どこからともなく飛来してきたのは、謎の金属片だ。
ちょうど文庫本ぐらいの大きさの、長方形の、薄い板。
それらの表裏には俺の読めない文字が書かれていて、淡く発光している。
「これはっ!?」
俺はこれを、見たことがある。
これは、とある魔法使いが術を行使するときに使う道具だ。
「〝複章連読――1、11、21〟」
地を這う燕のように飛来してきた三枚の金属片が、その声に合わせて空中でピタリと動きを止めた。

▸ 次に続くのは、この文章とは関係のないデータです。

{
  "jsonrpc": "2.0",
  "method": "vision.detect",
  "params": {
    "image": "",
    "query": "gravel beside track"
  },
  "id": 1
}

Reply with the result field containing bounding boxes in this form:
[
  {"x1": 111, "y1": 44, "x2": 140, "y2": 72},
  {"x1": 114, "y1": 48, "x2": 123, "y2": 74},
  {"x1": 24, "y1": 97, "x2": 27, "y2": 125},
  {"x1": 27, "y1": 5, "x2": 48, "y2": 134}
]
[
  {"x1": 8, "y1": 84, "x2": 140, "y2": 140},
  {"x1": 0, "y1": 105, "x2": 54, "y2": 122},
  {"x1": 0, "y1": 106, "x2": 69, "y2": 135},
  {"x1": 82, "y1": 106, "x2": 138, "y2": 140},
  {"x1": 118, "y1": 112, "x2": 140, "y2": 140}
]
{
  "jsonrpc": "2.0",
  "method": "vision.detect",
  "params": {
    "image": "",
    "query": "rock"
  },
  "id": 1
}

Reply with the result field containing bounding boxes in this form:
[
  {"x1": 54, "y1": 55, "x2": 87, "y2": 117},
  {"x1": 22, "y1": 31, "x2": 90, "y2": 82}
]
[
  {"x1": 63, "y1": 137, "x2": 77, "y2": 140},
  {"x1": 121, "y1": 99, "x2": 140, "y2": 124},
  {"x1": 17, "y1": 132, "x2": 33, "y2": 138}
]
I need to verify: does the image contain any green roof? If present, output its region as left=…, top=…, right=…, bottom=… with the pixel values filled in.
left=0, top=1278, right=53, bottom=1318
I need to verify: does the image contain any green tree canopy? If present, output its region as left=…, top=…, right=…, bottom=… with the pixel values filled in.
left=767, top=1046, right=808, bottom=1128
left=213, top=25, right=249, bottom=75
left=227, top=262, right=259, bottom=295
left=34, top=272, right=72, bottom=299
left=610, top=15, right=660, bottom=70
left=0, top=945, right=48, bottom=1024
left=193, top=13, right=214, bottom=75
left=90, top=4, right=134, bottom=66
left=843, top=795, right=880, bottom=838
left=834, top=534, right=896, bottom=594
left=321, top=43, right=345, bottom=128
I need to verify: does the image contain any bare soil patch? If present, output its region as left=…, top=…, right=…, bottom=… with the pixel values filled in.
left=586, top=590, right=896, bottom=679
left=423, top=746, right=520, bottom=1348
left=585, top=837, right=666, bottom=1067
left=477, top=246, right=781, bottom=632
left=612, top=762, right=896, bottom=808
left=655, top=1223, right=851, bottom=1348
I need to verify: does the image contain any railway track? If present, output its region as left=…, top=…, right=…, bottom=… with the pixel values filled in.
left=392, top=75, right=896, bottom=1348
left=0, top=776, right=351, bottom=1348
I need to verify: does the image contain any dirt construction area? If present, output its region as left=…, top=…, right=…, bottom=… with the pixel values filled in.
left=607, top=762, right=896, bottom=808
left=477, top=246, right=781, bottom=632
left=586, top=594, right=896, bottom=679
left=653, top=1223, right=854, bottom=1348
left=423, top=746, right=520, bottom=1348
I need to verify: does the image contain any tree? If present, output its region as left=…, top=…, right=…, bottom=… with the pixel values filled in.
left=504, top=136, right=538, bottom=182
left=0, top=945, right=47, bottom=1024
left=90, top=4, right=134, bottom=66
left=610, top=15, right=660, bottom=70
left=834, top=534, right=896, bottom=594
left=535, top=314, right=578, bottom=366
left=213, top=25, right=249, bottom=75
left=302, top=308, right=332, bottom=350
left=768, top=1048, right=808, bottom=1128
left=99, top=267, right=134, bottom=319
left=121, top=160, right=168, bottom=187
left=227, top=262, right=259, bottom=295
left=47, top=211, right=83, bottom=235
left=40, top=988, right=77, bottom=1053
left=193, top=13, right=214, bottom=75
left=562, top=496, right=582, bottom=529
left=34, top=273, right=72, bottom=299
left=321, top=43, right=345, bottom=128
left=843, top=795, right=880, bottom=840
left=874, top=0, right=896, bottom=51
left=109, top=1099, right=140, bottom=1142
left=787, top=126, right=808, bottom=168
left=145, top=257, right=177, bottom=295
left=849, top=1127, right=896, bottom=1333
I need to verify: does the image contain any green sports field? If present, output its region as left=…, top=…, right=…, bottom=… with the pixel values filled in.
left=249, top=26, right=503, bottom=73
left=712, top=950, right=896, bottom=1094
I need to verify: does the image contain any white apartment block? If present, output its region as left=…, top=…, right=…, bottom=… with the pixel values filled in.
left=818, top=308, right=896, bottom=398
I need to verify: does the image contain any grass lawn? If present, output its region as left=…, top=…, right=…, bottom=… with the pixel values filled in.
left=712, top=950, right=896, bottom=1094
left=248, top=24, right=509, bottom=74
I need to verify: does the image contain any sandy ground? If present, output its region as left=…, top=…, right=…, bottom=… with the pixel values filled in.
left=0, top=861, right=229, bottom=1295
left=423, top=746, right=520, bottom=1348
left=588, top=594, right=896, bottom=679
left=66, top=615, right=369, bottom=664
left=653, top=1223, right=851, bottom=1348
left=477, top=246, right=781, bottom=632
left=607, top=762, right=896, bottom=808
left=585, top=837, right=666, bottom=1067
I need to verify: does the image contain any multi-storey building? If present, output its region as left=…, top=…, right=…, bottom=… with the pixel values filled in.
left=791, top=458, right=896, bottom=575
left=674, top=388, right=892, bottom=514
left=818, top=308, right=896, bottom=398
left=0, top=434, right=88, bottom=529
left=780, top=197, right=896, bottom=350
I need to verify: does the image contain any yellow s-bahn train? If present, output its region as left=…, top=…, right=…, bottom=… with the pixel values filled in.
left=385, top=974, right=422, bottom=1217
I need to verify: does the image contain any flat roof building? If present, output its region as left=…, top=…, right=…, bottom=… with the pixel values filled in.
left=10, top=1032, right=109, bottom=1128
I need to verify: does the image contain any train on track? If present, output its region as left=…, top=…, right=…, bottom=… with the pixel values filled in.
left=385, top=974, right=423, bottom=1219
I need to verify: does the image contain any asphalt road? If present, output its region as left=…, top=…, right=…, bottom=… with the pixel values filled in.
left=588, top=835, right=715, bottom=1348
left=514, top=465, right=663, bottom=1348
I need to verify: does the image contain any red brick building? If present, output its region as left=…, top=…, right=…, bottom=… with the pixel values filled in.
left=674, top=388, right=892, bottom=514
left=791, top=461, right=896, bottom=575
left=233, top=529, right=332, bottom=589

そして、それらの金属片から漏れる光の量が増えた、と思った瞬間。
射出。
金属片一枚につき一発。
その表面から溢れる光が凝縮され、一筋の光になって、まっすぐに地を這うスライムの体に振り下ろされる。
「レー……ザー……?」
それは魔力を束ねることによって金属片から放たれた、レーザー光線だった。
レーザーは俺とナツ、そして地面に倒れ伏した他のみんなを器用に交わしながら、地面を忙しなく焼いていく。
正確には、地面を這うスライムの体を。
「再生がやっかいなら、再生させなければいい」
そんな言葉と共に、川沿いの森から〝少女〟が現れる。
「うっ!?」
やっぱりというか、案の定というか。
たしかに予想はしていたけれど。
それでも驚くもんは驚く。
「久しぶりですね、ヒカルさん」
俺とナツの前に現れた少女は――ミナ。
ニルベ村で別れたミナが、金属片を従えながら悠々とこちらに歩いてきたのだった。
だというのに。
それだけでも驚きだというのに。
「お……」
「え?」
ミナを目視したナツが――
「お姉ちゃんっ!?」
「え? ……えええええええええっっ!?」
そんなことを言い出すもんだから、事態の混乱に拍車がかかったのだった。